Journal Osteoarthritis Cartilage

Specialties Orthopedics
Rheumatology

Date 2021 Mar 24

PMID 33757856

Citations 10

Authors

K E Costello

D T Felson

T Neogi

N A Segal

C E Lewis

K D Gross

M C Nevitt

C L Lewis

D Kumar

Affiliations

Soon will be listed here.

Abstract

Objective: To compare ground reaction force patterns (GRF) during walking among legs defined by presence or absence of knee pain and/or radiographic knee osteoarthritis (ROA).

Method: Principal component analysis extracted major modes of variation (PCs) in GRF data from the Multicenter Osteoarthritis Study during self-paced walking. Legs were categorized as pain + ROA (n = 168), ROA only (n = 303), pain only (n = 476), or control (n = 1877). Relationships between group and GRF PCs were examined using Generalized Estimating Equations, adjusted for age, sex, body mass index, race, and clinic site with and without additional adjustment for gait speed.

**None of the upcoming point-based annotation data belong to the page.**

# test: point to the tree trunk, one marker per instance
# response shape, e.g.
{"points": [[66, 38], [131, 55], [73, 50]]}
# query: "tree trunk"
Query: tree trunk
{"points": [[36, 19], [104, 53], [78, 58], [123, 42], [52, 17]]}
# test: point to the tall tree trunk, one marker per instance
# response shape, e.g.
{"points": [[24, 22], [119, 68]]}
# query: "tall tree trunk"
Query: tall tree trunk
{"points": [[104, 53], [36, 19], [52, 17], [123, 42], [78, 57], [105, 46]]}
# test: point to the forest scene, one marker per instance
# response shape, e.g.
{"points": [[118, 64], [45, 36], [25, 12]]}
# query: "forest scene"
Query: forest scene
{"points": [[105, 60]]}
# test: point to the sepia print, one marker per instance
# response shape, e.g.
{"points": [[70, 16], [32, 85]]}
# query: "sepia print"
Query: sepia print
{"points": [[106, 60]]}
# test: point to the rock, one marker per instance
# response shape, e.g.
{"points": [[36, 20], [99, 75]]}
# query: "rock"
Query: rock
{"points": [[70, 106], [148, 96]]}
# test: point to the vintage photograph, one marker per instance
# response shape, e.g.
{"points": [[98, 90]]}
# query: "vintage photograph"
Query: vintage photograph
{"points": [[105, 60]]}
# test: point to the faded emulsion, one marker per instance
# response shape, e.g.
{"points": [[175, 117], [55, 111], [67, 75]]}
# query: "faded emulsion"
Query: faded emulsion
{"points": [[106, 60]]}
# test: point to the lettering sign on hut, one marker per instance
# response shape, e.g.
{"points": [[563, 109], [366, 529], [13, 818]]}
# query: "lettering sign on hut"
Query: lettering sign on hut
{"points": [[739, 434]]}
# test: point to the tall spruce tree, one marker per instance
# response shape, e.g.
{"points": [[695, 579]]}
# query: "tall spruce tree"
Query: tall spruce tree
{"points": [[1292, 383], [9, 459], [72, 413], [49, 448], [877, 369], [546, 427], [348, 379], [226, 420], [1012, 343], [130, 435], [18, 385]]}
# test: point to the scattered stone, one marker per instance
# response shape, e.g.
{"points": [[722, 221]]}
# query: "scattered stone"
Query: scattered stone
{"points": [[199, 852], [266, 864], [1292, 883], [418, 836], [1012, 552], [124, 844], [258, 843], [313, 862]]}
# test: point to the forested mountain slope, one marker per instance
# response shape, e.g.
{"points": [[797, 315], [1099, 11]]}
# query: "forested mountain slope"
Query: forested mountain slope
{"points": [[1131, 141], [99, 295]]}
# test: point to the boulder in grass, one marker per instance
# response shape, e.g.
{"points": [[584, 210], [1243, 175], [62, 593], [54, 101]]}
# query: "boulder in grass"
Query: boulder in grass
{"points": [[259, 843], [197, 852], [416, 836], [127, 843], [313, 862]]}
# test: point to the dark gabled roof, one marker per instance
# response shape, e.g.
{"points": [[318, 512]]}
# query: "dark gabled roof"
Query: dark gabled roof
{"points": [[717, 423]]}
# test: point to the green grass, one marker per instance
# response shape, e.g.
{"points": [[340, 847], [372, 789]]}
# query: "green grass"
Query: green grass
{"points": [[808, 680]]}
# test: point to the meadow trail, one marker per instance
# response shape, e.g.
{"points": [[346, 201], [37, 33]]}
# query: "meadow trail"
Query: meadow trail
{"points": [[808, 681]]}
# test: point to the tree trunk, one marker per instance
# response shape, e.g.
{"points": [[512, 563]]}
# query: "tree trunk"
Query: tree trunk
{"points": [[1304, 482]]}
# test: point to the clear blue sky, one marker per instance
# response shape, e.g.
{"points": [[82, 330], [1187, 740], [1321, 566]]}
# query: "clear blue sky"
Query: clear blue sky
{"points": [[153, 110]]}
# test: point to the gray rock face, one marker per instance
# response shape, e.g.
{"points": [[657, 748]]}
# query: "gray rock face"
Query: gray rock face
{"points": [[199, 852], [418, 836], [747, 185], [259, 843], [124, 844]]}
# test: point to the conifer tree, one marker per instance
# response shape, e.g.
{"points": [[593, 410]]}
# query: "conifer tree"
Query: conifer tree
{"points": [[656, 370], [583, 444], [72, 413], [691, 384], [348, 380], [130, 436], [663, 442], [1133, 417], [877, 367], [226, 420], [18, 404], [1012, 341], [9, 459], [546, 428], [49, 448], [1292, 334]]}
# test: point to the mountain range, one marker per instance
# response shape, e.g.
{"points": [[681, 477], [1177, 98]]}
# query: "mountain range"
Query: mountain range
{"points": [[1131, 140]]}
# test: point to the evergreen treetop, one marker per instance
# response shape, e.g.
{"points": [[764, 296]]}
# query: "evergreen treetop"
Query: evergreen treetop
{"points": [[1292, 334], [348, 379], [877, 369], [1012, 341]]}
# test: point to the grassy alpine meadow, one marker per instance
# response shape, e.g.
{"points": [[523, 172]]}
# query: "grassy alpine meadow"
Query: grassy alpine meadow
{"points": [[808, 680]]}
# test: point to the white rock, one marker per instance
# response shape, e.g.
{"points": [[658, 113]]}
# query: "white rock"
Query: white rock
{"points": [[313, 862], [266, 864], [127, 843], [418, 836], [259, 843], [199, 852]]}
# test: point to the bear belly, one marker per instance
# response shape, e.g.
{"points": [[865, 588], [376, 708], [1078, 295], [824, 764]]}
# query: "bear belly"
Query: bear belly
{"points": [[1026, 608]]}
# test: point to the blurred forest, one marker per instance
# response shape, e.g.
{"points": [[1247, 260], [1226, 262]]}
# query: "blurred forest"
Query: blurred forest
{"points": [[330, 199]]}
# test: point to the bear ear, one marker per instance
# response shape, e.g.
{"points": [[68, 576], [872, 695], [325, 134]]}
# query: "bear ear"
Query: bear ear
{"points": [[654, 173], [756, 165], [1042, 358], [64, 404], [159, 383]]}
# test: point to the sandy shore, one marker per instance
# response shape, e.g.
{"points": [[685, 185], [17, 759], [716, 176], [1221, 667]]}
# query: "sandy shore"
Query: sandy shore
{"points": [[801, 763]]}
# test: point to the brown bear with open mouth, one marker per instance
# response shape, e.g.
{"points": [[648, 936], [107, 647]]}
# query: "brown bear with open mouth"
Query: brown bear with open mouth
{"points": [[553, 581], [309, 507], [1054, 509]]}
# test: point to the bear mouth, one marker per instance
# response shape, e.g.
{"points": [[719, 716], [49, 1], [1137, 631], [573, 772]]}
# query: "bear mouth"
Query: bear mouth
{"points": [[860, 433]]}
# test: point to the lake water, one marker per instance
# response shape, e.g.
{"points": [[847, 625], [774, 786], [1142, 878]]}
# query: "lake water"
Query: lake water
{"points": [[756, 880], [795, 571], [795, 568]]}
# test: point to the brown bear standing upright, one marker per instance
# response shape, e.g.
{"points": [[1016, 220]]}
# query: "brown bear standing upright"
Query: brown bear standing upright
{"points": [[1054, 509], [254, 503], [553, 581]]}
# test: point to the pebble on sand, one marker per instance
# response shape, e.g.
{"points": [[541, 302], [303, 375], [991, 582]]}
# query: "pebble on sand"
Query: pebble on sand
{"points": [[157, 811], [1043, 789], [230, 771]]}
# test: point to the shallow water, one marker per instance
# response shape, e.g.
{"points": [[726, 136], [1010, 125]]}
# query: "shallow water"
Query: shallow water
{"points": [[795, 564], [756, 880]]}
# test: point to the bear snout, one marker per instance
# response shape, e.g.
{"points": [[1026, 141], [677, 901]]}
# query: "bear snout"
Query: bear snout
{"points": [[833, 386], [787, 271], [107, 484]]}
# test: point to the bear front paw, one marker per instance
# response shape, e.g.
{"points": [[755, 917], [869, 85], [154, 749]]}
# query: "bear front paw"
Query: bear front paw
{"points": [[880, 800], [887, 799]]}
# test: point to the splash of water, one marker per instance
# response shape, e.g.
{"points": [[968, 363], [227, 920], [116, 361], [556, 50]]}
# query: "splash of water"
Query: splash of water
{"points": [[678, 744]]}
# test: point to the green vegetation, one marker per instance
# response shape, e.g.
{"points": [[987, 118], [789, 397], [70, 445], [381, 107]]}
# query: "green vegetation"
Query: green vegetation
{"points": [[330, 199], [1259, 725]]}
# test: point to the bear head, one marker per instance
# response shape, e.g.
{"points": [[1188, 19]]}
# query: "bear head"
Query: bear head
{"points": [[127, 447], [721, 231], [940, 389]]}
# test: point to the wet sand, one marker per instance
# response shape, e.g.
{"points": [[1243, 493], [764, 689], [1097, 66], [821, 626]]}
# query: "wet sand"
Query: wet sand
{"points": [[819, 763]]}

Results: With or without speed adjustment, pain + ROA had flatter vertical GRF waveforms than control (speed adjusted PC2 difference [95%CI]: -66 [-113,-20]), pain + ROA and ROA only had higher lateral GRF at impact and greater mid-stance medial GRF than control (speed adjusted PC3 difference: 9 [3,16] and 6 [2,10], respectively), and ROA only had higher early vs late medial GRF than control (speed adjusted PC2 difference: 7 [2,13]). Pain only had flatter vertical GRF waveforms and a smaller difference between anterior and posterior GRF than control only without speed adjustment.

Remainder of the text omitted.